That this question was asked bothers me. But what bothers me more is my conviction - and I should state again that I don't know how the candidates answered, nor how their answers were taken - that the answers to it matter to many as much as any other issue. Of course in a democratic society in which religious people vote - and, given the prevalence of religion, that is every democratic society - there will always be some mixing of religion and politics. As a religious person whose politics are shaped in large part by my religious convictions and commitments, I don't think this is an entirely bad thing, either. But I still have serious problems with question like "Do you believe every word in the Bible?" shaping political discourse in this or any country.

One of those problems stem from the very nature of our democracy. The First Amendment to our Constitution is clear: there is to be no establishment of religion, nor any inhibiting the free exercise of religion. Part of this means that there is, in our nation, no religious test for office. To tie one's ability to hold office to one's religious faith would, it seems clear, violate both the Establishment clause (by favoring a particular religious expression over others, or by favoring being religious over being irreligious) and the Free Exercise clause (by placing such an incentive to be religious or to be religious in a particular way that one's liberty of conscience is placed at odds with one's political ambition).

This question, of course is not being asked by some powerful political agency, and so fails to rise to the level of a First Amendment violation.
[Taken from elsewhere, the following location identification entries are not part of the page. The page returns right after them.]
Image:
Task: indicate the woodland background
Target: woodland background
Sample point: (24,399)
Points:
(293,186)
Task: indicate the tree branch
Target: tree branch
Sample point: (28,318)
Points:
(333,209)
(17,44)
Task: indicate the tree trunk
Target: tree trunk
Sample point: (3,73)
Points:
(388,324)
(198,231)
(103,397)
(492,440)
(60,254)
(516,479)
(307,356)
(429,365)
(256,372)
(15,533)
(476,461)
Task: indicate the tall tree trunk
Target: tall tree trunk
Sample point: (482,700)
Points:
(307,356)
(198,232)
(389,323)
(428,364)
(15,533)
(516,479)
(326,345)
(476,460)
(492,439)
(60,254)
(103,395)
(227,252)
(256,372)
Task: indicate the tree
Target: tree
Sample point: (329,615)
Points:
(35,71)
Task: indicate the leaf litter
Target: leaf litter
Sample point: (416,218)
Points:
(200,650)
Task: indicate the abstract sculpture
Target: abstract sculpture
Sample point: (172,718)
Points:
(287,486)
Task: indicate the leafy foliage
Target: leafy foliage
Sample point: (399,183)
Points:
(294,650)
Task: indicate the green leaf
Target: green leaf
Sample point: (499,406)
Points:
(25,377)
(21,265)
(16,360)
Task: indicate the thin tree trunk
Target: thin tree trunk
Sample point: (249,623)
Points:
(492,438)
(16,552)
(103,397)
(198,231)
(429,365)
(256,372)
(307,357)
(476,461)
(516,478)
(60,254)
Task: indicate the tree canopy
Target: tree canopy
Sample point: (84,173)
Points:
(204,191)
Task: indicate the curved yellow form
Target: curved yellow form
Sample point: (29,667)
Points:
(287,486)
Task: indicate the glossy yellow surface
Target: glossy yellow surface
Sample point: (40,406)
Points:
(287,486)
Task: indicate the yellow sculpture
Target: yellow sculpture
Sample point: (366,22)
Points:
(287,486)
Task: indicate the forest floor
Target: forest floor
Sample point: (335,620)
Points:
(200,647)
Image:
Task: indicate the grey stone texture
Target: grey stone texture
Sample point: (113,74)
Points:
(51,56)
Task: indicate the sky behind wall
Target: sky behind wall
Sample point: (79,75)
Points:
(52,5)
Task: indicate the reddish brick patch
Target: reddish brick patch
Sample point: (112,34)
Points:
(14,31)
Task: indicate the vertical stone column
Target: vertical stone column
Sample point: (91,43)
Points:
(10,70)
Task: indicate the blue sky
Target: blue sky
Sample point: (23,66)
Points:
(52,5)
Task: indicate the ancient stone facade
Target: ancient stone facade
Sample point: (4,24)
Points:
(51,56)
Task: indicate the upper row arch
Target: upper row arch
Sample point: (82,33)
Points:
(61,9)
But in a culture in which one might be effectively disqualified by a sizable chunk of the electorate on the basis of one's answer to such a question on national television, this isn't exactly the case of a private citizen asking an honest religious question in private, either.

While many of our nation's presidents have had religious beliefs at odds with the majority opinion of their day, America has never had a self-proclaimed atheist as president. America has never had a Muslim, nor a Jew, nor a Hindu, nor a Buddhist, nor a Sikh, nor a Shinto, nor (as is becoming timely) a Mormon president, either. By and large, whatever their private religious beliefs, America's presidents have matched the nation's public Protestantism. This is not accidental. Religion in American politics matters. But the strong correlation between religiosity and political power calls into question our commitment to the First Amendment. It also, I would argue, calls into question the wisdom of the concerns that many religious people bring to political candidates.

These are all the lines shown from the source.